Public Policy Currents - George Mason University
Public Policy Professor Christopher Hill
Testifies before House Science Committee

For more information contact sppnews@gmu.edu.

On March 14 Professor Christopher Hill testified before the Subcommittee on Environment, Technology and Standards of the House of Representative's Science Committee. The subcommittee was discussing the annual budget reauthorization of the Department of Commerce's Advanced Technology Program, a program within the National Institutes of Standards and Technology (NIST) that provides cost-shared funding of research projects carried out in partnership with industry and universities.

The Advanced Technology Program, or ATP, funds research projects that address technologies for which there is a clear market need but has insufficient technical understanding to make it worth a company's investment. It was one of a series of legislative actions during the 1980s asserting that collaboration among industry, academia and government offered the best way to address the nation's competitive challenges at home and abroad.

Professor Hill's testimony included his views on a new report about the ATP, which made a number of recommendations for reform aimed at improving the ATP and responding to some of its critics.

"In my view," Hill said, "The most important reform that could be made in improving ATP would be to give it a multi-year authorization and an assurance of appropriations to follow."

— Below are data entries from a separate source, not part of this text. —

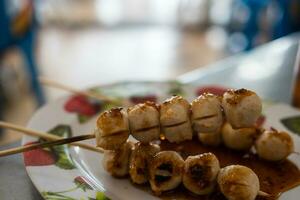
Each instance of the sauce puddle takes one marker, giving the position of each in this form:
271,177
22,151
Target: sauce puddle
275,178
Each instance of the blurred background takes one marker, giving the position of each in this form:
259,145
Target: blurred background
86,42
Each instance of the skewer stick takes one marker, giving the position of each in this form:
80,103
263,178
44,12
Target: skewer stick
46,136
51,83
45,144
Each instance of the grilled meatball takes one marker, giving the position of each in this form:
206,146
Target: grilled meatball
165,171
112,129
242,107
175,119
200,173
207,113
274,145
210,139
116,162
238,182
144,122
140,160
238,139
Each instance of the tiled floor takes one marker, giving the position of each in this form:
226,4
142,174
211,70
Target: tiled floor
89,56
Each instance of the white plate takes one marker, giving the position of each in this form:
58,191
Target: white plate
75,173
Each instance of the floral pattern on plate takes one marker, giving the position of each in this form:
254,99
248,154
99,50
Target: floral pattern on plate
58,176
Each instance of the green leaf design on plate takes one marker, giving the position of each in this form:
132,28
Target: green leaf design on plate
101,196
83,118
55,196
64,160
292,123
80,182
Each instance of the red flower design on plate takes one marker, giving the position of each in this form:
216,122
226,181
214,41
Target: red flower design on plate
143,99
217,90
38,157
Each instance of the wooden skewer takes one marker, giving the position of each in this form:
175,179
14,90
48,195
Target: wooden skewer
46,136
45,144
55,84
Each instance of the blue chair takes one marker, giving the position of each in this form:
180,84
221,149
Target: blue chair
25,42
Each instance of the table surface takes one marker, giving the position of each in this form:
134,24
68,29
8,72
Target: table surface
267,70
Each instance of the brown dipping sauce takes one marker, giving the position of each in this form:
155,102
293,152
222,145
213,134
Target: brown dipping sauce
274,178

For the last five years Hill, who is a full professor of public policy, has served as vice-provost for research at GMU. His seeks to stimulate, facilitate, represent and regulate research across the university system and helps faculties, deans, and center directors look for research opportunities. He oversees the Office of Sponsored Programs, the Office of Technology Transfer, and the Assistant Director of Compliance. Recently the Board of Directors of the American Association for the Advancement of Science appointed Hill to a three-year appointment on the Annual Meeting Program committee. He will help plan and implement the association's annual meeting in Denver in February 2003.